# Unbekannte Räuber



## Teichforum.info (1. Aug. 2005)

Hallo allerseits,
habe gestern unten abgebildete Räuber in action beobachtet. Ich weiß, das Bild ist bescheiden und jetzt merke ich dass ich eine neue Kamera brauche   , aber ihr könnt mir doch trotzdem vielleicht helfen.
Es sind 2 stk, ungefähr 1 bis 1,5 cm, dunkel gefärbt mit 2 „strahlen“ hinten. Definitiv 6 Beine.

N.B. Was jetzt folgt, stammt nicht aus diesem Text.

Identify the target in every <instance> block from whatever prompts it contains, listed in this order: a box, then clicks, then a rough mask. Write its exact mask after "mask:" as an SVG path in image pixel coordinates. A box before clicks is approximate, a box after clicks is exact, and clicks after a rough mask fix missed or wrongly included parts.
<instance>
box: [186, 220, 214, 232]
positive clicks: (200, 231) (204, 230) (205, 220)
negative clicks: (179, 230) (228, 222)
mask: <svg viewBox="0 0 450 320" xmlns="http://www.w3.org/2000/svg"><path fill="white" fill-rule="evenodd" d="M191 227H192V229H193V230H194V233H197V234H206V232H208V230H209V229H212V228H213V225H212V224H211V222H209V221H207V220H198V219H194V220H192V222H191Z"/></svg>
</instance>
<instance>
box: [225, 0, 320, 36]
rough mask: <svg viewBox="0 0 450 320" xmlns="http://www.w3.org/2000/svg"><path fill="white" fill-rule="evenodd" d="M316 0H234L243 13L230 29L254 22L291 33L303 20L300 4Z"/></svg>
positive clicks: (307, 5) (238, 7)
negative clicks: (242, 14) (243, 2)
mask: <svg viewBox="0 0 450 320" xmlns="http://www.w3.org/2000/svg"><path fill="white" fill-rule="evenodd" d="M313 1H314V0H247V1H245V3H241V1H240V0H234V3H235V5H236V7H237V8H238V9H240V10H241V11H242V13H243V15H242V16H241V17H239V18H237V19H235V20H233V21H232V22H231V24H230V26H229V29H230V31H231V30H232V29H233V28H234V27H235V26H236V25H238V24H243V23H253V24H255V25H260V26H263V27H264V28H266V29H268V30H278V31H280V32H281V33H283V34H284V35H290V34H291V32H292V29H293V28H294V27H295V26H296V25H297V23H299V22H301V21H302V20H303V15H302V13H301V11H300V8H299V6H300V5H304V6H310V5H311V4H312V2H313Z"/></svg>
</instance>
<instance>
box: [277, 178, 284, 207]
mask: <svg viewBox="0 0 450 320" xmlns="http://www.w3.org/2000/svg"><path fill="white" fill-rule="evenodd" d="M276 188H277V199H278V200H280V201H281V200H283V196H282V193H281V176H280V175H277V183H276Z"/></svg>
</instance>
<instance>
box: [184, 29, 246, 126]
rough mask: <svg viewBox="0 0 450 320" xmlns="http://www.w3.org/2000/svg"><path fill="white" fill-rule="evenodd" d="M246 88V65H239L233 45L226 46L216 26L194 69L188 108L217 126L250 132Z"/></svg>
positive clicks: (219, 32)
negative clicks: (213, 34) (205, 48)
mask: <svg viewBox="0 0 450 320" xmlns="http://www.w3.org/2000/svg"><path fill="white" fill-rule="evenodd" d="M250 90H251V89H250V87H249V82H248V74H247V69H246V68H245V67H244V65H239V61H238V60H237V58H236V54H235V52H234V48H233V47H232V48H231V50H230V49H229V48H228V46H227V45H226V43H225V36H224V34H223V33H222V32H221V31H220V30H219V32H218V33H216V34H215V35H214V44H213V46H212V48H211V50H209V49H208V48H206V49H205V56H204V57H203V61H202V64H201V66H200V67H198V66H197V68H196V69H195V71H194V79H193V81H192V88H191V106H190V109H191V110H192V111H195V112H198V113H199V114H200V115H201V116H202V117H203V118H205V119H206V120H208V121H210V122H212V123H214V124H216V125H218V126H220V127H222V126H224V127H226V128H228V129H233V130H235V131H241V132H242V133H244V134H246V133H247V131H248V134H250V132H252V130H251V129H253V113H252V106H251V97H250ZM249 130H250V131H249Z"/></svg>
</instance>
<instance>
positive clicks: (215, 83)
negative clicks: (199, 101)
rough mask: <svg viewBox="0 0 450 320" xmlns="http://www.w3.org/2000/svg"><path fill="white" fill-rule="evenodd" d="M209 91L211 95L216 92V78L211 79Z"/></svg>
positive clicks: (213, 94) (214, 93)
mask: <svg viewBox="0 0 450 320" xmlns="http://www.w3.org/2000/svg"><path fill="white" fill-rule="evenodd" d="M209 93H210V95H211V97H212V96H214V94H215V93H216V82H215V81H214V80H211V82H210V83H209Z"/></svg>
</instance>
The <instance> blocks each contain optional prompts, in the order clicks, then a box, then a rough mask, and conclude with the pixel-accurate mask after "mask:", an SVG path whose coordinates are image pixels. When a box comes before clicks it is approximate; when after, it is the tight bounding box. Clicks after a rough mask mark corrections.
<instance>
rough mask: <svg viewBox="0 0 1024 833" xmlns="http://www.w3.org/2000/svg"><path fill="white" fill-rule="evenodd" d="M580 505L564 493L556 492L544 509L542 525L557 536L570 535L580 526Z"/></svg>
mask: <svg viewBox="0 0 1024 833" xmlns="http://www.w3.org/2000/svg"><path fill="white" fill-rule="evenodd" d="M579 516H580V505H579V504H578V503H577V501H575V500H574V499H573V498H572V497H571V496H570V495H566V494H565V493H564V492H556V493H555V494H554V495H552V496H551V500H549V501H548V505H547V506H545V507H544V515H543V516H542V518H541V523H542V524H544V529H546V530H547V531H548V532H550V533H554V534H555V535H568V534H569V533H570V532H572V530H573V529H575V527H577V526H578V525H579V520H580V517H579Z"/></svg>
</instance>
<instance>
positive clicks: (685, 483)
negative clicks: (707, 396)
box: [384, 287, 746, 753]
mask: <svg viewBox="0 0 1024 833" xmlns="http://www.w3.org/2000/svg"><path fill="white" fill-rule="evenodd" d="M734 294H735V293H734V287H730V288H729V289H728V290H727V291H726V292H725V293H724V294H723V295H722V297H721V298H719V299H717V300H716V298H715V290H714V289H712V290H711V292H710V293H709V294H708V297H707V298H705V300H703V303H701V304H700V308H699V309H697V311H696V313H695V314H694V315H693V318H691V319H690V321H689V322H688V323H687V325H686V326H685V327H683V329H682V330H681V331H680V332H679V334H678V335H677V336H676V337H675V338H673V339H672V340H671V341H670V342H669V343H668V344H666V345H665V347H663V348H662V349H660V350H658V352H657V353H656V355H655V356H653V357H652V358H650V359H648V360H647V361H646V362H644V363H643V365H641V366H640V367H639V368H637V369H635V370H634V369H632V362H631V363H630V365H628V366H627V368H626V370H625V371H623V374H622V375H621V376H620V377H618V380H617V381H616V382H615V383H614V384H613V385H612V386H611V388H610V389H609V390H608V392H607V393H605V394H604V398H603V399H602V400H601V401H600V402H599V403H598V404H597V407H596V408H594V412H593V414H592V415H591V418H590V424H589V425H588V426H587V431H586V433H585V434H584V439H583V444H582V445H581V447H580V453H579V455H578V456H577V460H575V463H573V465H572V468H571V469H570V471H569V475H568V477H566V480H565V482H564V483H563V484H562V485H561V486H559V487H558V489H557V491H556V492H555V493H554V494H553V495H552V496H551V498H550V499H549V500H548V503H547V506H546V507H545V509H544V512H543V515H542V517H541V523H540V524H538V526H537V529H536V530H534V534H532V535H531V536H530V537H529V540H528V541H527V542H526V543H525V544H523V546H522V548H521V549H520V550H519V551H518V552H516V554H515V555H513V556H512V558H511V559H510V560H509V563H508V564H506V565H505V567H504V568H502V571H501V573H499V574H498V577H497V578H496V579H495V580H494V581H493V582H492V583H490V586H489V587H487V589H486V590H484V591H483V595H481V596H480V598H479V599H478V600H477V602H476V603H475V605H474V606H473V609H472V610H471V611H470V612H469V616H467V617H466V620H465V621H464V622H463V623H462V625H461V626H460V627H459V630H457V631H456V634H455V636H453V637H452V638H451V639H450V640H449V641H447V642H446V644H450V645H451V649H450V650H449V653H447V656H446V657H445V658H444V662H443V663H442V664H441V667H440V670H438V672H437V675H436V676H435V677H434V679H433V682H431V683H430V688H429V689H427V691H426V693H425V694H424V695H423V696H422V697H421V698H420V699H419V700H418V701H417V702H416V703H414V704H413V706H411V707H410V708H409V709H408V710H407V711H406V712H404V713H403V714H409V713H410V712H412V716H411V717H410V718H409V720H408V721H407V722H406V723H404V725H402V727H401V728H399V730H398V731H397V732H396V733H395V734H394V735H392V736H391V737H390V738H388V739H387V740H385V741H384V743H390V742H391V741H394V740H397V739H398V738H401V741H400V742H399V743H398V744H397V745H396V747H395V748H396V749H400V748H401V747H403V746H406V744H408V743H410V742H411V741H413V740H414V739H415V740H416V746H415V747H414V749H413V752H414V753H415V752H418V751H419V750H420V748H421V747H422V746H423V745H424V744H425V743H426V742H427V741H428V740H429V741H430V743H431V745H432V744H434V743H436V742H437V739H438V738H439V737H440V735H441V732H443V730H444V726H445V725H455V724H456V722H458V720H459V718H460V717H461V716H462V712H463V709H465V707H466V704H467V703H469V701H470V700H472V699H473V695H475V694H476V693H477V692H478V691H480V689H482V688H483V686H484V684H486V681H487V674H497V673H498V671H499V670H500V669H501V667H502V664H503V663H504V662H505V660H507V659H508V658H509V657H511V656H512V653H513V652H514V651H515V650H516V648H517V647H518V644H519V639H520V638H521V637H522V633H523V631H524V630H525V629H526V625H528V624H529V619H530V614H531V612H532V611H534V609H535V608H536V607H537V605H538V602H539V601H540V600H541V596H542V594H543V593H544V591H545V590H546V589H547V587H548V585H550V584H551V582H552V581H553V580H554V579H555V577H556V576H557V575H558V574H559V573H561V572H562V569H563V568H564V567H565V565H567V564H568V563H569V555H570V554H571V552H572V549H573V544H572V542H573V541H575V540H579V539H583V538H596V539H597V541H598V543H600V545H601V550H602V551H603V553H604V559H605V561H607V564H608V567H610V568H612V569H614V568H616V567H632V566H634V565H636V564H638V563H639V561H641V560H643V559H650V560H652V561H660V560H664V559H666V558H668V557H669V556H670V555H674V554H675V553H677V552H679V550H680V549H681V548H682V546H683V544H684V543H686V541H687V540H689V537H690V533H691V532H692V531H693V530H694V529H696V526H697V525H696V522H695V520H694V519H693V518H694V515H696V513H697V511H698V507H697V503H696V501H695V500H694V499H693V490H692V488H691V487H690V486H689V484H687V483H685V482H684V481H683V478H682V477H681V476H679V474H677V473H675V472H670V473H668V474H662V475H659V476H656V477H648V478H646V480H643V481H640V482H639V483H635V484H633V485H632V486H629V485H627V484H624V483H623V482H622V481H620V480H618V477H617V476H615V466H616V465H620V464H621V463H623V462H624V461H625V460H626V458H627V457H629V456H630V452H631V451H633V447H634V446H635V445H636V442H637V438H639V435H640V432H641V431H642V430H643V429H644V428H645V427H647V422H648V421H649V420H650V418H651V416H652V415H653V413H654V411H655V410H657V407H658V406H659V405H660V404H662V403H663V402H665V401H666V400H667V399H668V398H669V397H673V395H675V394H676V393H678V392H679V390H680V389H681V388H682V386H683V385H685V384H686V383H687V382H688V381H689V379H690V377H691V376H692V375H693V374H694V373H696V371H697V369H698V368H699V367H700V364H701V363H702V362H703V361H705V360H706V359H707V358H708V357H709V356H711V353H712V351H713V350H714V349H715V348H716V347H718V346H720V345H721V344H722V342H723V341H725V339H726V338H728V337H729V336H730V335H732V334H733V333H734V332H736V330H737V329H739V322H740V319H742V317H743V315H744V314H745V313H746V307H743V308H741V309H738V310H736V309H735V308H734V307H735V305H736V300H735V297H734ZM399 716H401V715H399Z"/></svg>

Wenn sie still stehen heben sie das Hinterteil wie einen Skorpion. Die bewegen sich Blitzschnell durchs Wasser und schnappen sich die Mückenlarven.  

Hoffe natürlich auf Libellenlarven obwohl es ganz was anderes sein könnte.

Kann jemanden mit meinen dürftigen Angaben einen Urteil fällen?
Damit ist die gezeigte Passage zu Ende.